Cousin sounds like a jerk, but you say “my parents have” (present tense) a house on the Cape. How can you disinvite someone else to a house you don’t own?
+1 This is my question as well. Also, re the dinner spreadsheet. On the nights when she is scheduled to make dinner, why didn't you and your family simply go out OP? Same with the laundry. Why aren't your kids bringing you their dirty clothes to put into your hamper. Then you wash only your family's clothes. It seems like you are creating your own fair share of this drama.
How can you disinvite someone else to a house you don't own? Puh-lease. OP's parents allow her use of their vacation home for this reunion. That means OP has control and responsibility of the house while she and her guests are using it. It's no different than my teenagers telling their guests to leave my home when their behaviors warrant it. They don't need to call me and ask me for permission.
As the organizer and host of this reunion, OP gets to determine the rules. If her guests don't like it, they can decline to join her.
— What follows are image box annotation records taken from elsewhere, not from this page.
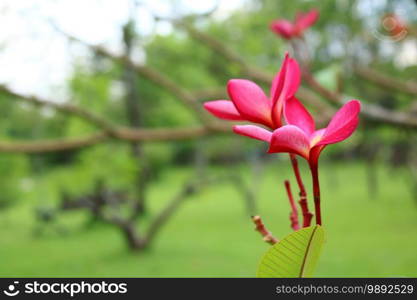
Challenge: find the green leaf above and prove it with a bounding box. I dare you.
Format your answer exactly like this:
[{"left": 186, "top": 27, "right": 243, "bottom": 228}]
[{"left": 256, "top": 225, "right": 324, "bottom": 278}]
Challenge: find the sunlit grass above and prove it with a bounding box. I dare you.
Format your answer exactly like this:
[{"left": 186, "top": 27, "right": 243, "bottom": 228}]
[{"left": 0, "top": 163, "right": 417, "bottom": 277}]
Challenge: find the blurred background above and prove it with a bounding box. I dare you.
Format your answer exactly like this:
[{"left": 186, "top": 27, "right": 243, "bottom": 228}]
[{"left": 0, "top": 0, "right": 417, "bottom": 277}]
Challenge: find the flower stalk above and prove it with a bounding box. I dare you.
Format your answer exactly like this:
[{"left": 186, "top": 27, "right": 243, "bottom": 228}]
[{"left": 252, "top": 216, "right": 279, "bottom": 245}]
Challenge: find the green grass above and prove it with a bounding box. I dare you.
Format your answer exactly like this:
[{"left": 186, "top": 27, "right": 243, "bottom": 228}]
[{"left": 0, "top": 162, "right": 417, "bottom": 277}]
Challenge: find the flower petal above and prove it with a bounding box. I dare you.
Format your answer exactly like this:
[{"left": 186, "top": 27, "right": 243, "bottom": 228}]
[
  {"left": 270, "top": 19, "right": 294, "bottom": 39},
  {"left": 284, "top": 97, "right": 315, "bottom": 136},
  {"left": 317, "top": 100, "right": 361, "bottom": 146},
  {"left": 268, "top": 125, "right": 310, "bottom": 160},
  {"left": 295, "top": 9, "right": 319, "bottom": 34},
  {"left": 227, "top": 79, "right": 273, "bottom": 127},
  {"left": 271, "top": 54, "right": 301, "bottom": 127},
  {"left": 204, "top": 100, "right": 244, "bottom": 121},
  {"left": 233, "top": 125, "right": 272, "bottom": 143}
]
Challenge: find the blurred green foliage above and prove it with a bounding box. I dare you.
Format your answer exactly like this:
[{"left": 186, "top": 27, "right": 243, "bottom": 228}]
[{"left": 0, "top": 0, "right": 417, "bottom": 276}]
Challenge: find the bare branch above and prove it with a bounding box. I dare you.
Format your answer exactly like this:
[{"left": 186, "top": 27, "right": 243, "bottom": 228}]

Anonymous wrote:Anonymous wrote:Given the long history, I definitely think that it's worth having a conversation with cousin before you go nuclear. Establish some new rules:
1. All food/drink is communal. At the beginning of the trip, everyone puts $300 cash (or whatever amount is necessary) into a jar and grocery purchases, dinners, take-out, etc. come out of that. If/when the jar is empty, everyone recontributes. A large grocery/beer run is made at the beginning of the trip - each family must send one adult on the run. Or place a delivery order.
2. Everyone is responsible for their own laundry. (How long are you going that you need to do laundry anyway? If you make this trip only a week a lot of these rules will be easier)
3. Each couple gets one date night (or afternoon, or whatever) -- they go out while the other 2 couples stay home with all kids.
4. Defined jobs for the whole trip. For example, when getting ready for the beach, parents 1 and 2 are responsible for sunscreen, parent 3 packs snacks for all, parent 4 packs the adult cooler, parent 5 makes sure all kids use the bathroom and put shoes on, and parent 6 loads the car. Everyone has the same job every day. You can also assign dish duty, toy cleanup, whatever else you need to stay sane.
5. No working at the beach house. Take vacation or stay home.
6. Plan all dinners before you go. Make liberal use of take-out.
As for some of the other stuff, I'd just speak plainly to her about it. "Jane, we really need you and Bob to pitch in more. If you are standing in the kitchen and a kid wanders in asking for a snack, you need to hand them a banana."
I also suspect some of this might come a little easier as her kid(s) age -- if her (first?) kid is only 1, she's just not used to some of this stuff yet. In my family I have the oldest kids, so yeah, I just do whatever my nieces and nephews need. On the other hand my brother doesn't have kids, so he's more uncertain and always checking with us -- can I give him this cracker? can I take her for a walk? And things like making sure the kids use the bathroom before leaving the house don't really dawn on him.
But, also, your cousin definitely sounds like she's on the lazy side, so I wouldn't assume aging kids will solve all the problems. That's why you need to talk to her and put down some really clear, firm rules.
Yes. Some people babysat a lot or otherwise spend/spent a lot of time around young kids. I never really know how to care for a 2,3,4,5 year old properly until I grew into it by having one. I'd be more inclined to try to stay out of the way OR ask for a specific assignment. Other people are more confident in jumping in, without fear of overstepping.
It obviously isn't that simple - the flaking out on dinner is extremely weird and seems obviously inconsiderate. The husband working & shushing kids is not OK. The laundry may also be weird, but if she's throwing in a handful of shirts, it really wouldn't make sense for her to do her own individual load.